Outdoor social gatherings should be limited to no more than five people from outside your household, Inslee said.

Religious services can continue, but must limit indoor attendance to 25% of capacity, or 200 people, whatever is less, Inslee said. Masks must be worn at all times and choirs, bands and congregational singing will be prohibited.

Wedding and funeral ceremonies will be limited to 30 people. Receptions will be prohibited.

Retail stores and malls must limit occupancy to 25% and must close food court seating.

Offices are required to mandate employees work from home, if possible, and must limit occupancy to 25% if they remain open.
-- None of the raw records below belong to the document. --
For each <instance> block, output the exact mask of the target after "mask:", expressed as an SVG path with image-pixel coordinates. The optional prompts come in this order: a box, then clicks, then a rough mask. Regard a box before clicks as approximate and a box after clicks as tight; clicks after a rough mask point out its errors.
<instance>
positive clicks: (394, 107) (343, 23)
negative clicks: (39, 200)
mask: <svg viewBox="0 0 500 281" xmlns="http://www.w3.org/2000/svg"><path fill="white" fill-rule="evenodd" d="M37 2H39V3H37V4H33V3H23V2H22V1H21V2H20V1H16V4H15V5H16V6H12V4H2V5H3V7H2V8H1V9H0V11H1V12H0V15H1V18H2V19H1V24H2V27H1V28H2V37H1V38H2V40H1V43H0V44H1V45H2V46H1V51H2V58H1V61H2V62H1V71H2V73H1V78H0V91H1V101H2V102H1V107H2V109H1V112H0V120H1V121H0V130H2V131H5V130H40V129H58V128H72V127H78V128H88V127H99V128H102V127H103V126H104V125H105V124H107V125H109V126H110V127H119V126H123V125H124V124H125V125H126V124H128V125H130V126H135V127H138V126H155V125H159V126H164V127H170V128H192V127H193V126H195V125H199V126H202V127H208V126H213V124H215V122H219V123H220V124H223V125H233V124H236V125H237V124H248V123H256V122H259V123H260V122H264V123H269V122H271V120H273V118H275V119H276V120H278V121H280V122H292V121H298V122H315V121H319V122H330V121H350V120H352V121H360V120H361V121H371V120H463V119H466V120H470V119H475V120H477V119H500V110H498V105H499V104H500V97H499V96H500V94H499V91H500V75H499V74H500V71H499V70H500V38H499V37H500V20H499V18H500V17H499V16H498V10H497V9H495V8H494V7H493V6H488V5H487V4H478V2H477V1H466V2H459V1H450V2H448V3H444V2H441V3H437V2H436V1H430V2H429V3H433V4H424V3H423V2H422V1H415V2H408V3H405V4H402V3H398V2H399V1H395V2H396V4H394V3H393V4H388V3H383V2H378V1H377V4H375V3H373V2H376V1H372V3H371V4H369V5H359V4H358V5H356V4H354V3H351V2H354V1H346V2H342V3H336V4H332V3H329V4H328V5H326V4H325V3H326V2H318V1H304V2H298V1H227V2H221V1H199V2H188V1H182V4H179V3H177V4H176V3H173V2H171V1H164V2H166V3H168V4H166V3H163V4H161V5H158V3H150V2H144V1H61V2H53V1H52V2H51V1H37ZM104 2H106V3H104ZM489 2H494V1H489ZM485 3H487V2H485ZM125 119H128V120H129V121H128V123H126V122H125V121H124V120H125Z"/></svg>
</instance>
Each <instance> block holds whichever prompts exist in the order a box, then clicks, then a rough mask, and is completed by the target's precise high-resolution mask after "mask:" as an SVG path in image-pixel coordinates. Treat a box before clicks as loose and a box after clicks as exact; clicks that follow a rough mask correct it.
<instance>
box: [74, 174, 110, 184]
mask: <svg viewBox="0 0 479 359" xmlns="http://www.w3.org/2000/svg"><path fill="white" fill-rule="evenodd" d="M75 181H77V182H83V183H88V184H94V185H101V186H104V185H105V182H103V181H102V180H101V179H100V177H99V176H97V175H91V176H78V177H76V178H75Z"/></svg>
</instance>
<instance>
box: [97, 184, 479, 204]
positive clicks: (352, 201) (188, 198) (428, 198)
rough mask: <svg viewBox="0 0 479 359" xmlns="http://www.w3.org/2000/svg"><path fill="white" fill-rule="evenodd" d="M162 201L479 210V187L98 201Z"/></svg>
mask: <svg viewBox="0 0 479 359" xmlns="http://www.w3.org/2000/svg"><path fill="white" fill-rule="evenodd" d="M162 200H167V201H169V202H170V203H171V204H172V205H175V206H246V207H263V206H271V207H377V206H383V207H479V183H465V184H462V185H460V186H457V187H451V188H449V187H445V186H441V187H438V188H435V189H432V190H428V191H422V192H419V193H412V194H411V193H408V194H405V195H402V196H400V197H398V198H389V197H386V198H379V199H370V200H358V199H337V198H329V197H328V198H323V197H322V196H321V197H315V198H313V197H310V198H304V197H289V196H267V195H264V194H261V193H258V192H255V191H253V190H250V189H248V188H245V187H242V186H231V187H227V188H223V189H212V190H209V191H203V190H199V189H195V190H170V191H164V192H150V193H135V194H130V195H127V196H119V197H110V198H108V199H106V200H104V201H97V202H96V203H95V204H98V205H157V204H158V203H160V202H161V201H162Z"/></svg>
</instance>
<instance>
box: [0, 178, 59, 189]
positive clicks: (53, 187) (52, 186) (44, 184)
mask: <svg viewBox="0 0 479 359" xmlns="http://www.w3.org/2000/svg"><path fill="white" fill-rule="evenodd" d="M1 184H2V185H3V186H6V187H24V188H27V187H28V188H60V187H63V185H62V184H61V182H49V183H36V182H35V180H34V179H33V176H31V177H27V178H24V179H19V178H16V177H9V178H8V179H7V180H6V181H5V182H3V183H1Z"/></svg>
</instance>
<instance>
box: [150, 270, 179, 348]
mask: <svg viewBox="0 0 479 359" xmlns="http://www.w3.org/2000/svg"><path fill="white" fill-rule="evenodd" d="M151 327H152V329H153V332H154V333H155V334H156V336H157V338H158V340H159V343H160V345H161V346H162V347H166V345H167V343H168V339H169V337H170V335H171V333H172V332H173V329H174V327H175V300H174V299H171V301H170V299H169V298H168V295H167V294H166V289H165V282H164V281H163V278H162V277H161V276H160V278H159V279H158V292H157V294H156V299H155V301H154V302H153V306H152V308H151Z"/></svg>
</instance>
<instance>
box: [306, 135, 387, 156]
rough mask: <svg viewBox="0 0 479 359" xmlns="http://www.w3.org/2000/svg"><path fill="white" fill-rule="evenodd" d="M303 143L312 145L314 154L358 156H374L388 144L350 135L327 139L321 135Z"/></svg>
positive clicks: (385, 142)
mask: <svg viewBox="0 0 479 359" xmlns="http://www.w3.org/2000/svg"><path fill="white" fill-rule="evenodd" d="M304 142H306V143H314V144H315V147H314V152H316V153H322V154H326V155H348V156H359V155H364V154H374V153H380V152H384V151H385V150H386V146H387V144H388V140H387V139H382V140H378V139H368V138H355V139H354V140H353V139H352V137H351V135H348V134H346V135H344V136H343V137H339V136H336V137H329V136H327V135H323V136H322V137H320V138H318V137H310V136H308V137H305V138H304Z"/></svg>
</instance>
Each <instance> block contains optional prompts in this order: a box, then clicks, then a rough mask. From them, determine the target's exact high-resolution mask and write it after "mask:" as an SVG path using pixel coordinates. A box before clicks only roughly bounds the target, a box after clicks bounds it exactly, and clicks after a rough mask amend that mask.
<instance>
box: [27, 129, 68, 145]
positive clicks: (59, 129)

They must be closed to the public.

Long-term care facilities can accept visitors only in outdoor settings, with limited exceptions for end-of-life care and essential support personnel.

Personal services, such as barber shops and salons, are limited to 25% capacity.

Real estate open houses are prohibited. Youth and adult sports are limited to outdoor only intrateam practices and athletes must wear masks.

The new restrictions are likely to bring a wave of economic devastation to businesses and employees already crippled by the pandemic. Congress has failed to pass a second round of economic relief measures, and expanded unemployment benefits and payments to businesses, passed in last spring’s relief package, expired months ago.